In lottery games, combinatorics plays a vital role. It helps us understand how to count combinations.
Combinations are different from permutations; order does not matter in combinations.
When calculating combinations, we use the formula: \[ \binom{n}{k} = \frac{n!}{k!(n-k)!} \] Here, \( n \) stands for the total number of items, and \( k \) stands for the number of items to choose.
In the lotto exercise, we find the combination for 5 red balls from a total of 52 balls.
This is because any 5 chosen balls are regarded equally, and their order does not matter.
Using combinatorics helps us get a consistent and accurate count simply by plugging values into the formula.

Probability calculation determines the likelihood of a specific outcome happening.
In the lotto example, we are interested in the probability of winning.
This requires knowing both the total number of possible combinations and the exact combination you need to win.
First, we calculate the total number of combinations for 5 red balls from 52 as \( \binom{52}{5} \).
Then, we find the number of combinations for 1 star ball from 10.
Finally, we multiply these two values to get the total number of ways to pick the winning combination.
The probability of winning is the reciprocal of this total number.
So, the probability of winning is calculated as: \[ \text{Probability} = \frac{1}{\binom{52}{5} \times 10} = \frac{1}{2,598,960 \times 10} = \frac{1}{25,989,600} \]
This shows that winning the lotto is extremely rare.

Factorials are fundamental in combinatorics.
A factorial of a non-negative integer, denoted by \( n! \), is the product of all positive integers less than or equal to \( n \).
For example, \( 5! = 5 \times 4 \times 3 \times 2 \times 1 = 120 \).

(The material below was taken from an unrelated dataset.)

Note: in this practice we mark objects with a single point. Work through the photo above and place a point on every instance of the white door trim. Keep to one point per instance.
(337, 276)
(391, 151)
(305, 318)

Factorial values grow extremely quickly, even for small numbers.
Factorials are used in the combination formula to handle the repeated items and ordering possibilities correctly.
In our lotto example, calculating \( \binom{52}{5} \) involves computing \( 52! \), \( 5! \), and \( 47! \).
With these values, the formula simplifies the complex calculation needed to determine combinations.
Learning and understanding factorials not only helps in probability calculations but also in various other areas of mathematics and real-life problems.